In November, Governor Greg Abbott directed the TEA to “meet statewide standards to prevent the presence of obscene content in Texas public school libraries.”
The model policy orientation was released on April 11 and noted that “[t]he legal responsibility for the purchase of all library materials rests with the Board of Trustees. The board will provide final approval for all new materials added to the library.
It also recommends that the library materials selection process and materials be made available to parents for review.
In response to the policy of the TEA modelthe TLA said it “appreciated” TEA’s work but pointed out that “[t]he school library collection, developed by highly skilled and educated certified school librarians with input from students, teachers, parents, and administrators, should be relevant to the students and the campus it serves.

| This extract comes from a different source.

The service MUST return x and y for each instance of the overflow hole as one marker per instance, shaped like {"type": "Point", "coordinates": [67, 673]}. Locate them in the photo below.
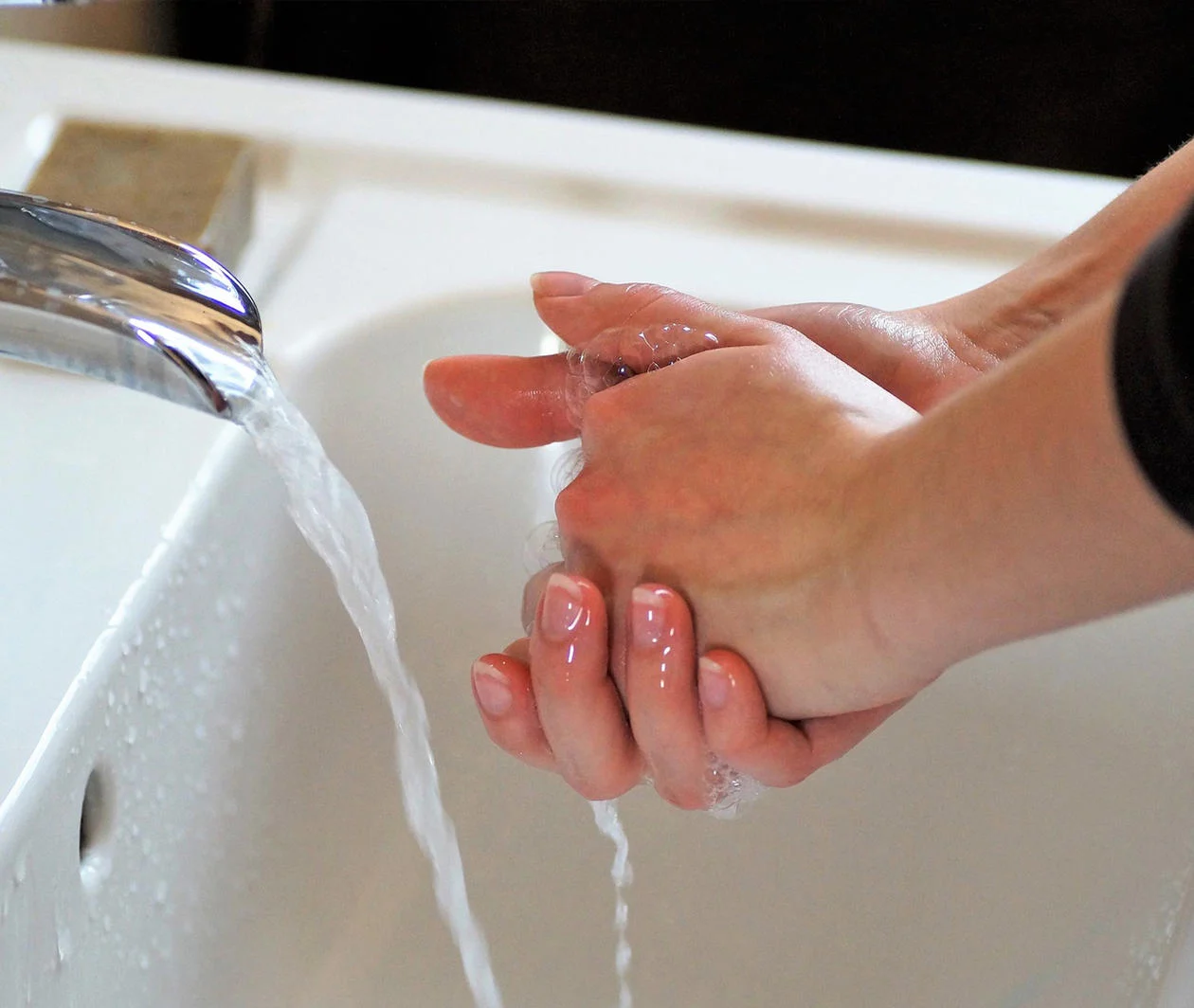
{"type": "Point", "coordinates": [93, 820]}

The association went on to say that “school libraries do not collect obscene material”.
Castle suggests parents ask their local school boards to adopt this model TEA policy. She said librarians “often operate in silos from the rest of the school.”
Another possible course of action, Castle said, is for parents to file an open records request to see if taxpayer funds were used to pay for registration to attend this conference.
Lowe also thinks parents need to push taxpayer funds to pay TLA dues. “If they lose the opportunity to get money from taxpayer funds, we will see the end of it,” she suggested.
The TLA did not respond to a request for comment.